Overview of SolrCloud Autoscaling

Autoscaling in Solr aims to provide good defaults so a SolrCloud cluster remains balanced and stable in the face of various cluster change events. This balance is achieved by satisfying a set of rules and sorting preferences to select the target of cluster management operations automatically on cluster events.

A simple example is automatically adding a replica for a SolrCloud collection when a node containing an existing replica goes down.

The goal of autoscaling in SolrCloud is to make cluster management easier, more automatic, and more intelligent. It aims to provide good defaults such that the cluster remains balanced and stable in the face of various events such as a node joining the cluster or leaving the cluster. This is achieved by satisfying a set of rules and sorting preferences that help Solr select the target of cluster management operations.

There are three distinct problems that this feature solves:

  • When to run cluster management tasks? For example, we might want to add a replica when an existing replica is no longer alive.
  • Which cluster management task to run? For example, do we add a new replica or should we move an existing one to a new node?
  • How do we run the cluster management tasks so the cluster remains balanced and stable?

Before we get into the details of how each of these problems are solved, let’s take a quick look at the easiest way to setup autoscaling for your cluster.

Quick Start: Automatically Adding Replicas

Say that we want to create a collection which always requires us to have three replicas available for each shard all the time. We can set the replicationFactor=3 while creating the collection, but what happens if a node containing one or more of the replicas either crashed or was shutdown for maintenance? In such a case, we’d like to create additional replicas to replace the ones that are no longer available to preserve the original number of replicas.

We have an easy way to enable this behavior without needing to understand the autoscaling features in depth. We can create a collection with such behavior by adding an additional parameter autoAddReplicas=true with the CREATE command of the Collection API. For example:

/admin/collections?action=CREATE&name=_name_of_collection_&numShards=1&replicationFactor=3&autoAddReplicas=true

A collection created with autoAddReplicas=true will be monitored by Solr such that if a node containing a replica of this collection goes down, Solr will add new replicas on other nodes after waiting for up to thirty seconds for the node to come back.

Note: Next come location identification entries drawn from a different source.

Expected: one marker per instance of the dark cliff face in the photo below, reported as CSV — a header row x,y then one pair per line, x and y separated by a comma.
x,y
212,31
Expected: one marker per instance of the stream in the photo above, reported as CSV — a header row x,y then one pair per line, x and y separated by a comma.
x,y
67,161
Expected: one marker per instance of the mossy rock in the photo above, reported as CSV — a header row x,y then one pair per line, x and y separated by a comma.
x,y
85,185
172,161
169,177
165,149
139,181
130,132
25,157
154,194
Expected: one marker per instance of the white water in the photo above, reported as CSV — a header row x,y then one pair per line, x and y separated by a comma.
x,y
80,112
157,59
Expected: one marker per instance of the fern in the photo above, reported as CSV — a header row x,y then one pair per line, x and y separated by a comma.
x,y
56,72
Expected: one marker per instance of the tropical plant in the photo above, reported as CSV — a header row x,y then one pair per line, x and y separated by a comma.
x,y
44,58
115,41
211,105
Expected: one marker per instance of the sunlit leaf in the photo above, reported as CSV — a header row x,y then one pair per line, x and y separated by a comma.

You can see the section Autoscaling Automatically Adding Replicas to learn more about how to enable or disable this feature as well as other details.

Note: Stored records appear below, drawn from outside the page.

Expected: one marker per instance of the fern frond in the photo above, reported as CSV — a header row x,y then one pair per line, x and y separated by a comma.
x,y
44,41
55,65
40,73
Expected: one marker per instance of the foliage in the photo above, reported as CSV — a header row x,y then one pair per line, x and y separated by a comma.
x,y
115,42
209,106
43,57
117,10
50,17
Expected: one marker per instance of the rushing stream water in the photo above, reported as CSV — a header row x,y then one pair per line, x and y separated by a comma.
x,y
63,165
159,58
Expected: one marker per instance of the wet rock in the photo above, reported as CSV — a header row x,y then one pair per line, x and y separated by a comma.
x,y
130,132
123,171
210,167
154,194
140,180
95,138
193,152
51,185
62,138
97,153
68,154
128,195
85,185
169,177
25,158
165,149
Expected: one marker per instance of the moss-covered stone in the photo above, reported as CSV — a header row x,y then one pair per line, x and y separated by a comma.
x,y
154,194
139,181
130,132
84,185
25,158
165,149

The selection of the node that will host the new replica is made according to the default cluster preferences that we will learn more about in the next sections.

Cluster Preferences

Cluster preferences allow you to tell Solr how to assess system load on each node. This information is used to guide selection of the node(s) on which cluster management operations will be performed.

In general, when an operation increases replica counts, the least loaded qualified node will be chosen, and when the operation reduces replica counts, the most loaded qualified node will be chosen.

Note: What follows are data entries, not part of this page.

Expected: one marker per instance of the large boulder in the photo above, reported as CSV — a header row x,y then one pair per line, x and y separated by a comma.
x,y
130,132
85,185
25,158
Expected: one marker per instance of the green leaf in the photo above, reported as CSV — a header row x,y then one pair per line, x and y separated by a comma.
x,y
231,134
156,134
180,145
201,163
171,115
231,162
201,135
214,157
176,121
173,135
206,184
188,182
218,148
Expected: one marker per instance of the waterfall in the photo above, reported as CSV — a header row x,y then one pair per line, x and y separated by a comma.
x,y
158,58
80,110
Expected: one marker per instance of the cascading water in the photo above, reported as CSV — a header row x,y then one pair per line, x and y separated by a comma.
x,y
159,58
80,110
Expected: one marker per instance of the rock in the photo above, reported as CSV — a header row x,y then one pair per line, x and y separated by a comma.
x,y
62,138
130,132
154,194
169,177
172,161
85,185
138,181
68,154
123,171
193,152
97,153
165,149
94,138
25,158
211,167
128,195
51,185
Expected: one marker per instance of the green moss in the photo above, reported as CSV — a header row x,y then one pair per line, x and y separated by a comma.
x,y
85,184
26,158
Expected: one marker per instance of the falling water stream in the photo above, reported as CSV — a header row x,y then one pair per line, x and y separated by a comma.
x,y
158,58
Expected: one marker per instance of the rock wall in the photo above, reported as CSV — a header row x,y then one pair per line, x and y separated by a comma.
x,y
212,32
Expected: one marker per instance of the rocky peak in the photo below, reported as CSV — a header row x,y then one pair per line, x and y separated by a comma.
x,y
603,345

The default cluster preferences are [{minimize:cores},{maximize:freedisk}], which tells Solr to minimize the number of cores on all nodes and if number of cores are equal, maximize the free disk space available. In this case, the least loaded node is the one with the fewest cores or if two nodes have an equal number of cores, the node with the most free disk space.

You can learn more about preferences in the section on Cluster Preferences Specification.

Cluster Policy

A cluster policy is a set of rules that a node, shard, or collection must satisfy before it can be chosen as the target of a cluster management operation. These rules are applied across the cluster regardless of the collection being managed. For example, the rule {"cores":"<10", "node":"#ANY"} means that any node must have less than 10 Solr cores in total, regardless of which collection they belong to.

There are many metrics on which the rule can be based, e.g., system load average, heap usage, free disk space, etc. The full list of supported metrics can be found in the section describing Autoscaling Policy Rule Attributes.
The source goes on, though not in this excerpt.